Cash remittances from overseas Filipino workers (OFWs) reached $3.17 billion in October 2025, a slight increase from September’s $3.12 billion, the Bangko Sentral ng Pilipinas (BSP) reported yesterday.
RCBC chief economist Michael Ricafort noted that the October figure represents a 2.7 percent increase from the same month last year, adding that the sustained rise in remittances signals positive momentum for the economy.
Bright spot
“The faster and continued single-digit year-on-year growth in OFW remittances is a good signal [or a] bright spot for the overall economy as an important growth driver, especially in terms of consumer spending, which accounts for about 73 percent of the Philippine economy, thereby [supporting] faster economic [or] GDP (gross domestic product) growth in the fourth quarter,” Ricafort said.

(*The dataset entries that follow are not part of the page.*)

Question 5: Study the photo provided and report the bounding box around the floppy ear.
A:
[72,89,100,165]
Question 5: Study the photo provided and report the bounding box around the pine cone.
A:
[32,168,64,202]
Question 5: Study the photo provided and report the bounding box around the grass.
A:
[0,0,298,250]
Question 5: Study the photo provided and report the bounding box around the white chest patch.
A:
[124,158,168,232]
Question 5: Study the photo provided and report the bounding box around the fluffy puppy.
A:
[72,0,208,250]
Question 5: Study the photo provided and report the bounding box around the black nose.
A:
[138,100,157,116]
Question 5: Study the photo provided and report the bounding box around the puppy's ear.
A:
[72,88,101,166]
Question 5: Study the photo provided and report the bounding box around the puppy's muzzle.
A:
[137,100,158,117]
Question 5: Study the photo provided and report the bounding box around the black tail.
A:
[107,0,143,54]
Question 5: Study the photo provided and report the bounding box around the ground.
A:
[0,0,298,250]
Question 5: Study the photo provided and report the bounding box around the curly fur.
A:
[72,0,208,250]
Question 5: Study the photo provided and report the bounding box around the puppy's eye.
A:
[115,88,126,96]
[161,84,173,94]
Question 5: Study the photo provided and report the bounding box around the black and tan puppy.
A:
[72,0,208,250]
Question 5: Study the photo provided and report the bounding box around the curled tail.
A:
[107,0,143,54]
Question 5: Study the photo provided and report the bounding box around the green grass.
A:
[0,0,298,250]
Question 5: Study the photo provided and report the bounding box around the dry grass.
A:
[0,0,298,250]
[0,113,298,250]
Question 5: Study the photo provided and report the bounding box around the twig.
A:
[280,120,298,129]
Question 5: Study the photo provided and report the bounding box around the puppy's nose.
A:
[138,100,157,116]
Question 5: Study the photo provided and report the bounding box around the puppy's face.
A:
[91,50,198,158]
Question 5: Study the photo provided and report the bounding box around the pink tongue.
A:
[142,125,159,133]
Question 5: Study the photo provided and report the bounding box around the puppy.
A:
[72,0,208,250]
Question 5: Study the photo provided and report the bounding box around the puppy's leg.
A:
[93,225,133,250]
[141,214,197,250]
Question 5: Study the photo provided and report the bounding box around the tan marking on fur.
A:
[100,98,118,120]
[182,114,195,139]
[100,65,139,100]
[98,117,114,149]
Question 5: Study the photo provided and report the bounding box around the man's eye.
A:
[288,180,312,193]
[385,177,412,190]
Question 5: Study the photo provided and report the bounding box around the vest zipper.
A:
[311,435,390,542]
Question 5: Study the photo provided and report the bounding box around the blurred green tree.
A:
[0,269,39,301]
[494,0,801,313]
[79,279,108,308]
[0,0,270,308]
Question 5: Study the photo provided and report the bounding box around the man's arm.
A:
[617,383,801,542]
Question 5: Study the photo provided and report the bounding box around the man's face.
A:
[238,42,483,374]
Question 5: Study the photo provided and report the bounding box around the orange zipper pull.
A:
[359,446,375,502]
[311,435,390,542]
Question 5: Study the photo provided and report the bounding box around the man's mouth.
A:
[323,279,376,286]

Attractive for OFWS to convert earnings to pesos
He added that a strengthening US dollar, combined with political noise from the Trillion Peso March and Baha sa Luneta anti-corruption rallies in September, “made it more attractive” for OFWs to convert their earnings into pesos to finance household spending in the Philippines.
For the first 10 months of 2025, remittances totaled $29.20 billion, with the United States remaining the top reported source of foreign exchange inflow, accounting for 42.3 percent or roughly $12.35 billion.
The BSP noted, however, that several structural factors distort the apparent dominance of US-sourced remittances.
Many foreign remittance centers route funds through correspondent banks headquartered in the United States, and money couriers often record transfers based on the location of their head offices — frequently the US — rather than the country where the remittance actually originated.
As a result, remittances appear disproportionately attributed to the United States.
Trump’s tariff policies
Ricafort said that a slowing US and global economy amid President Trump’s tariff policies may have dampened OFW remittance volumes earlier this year.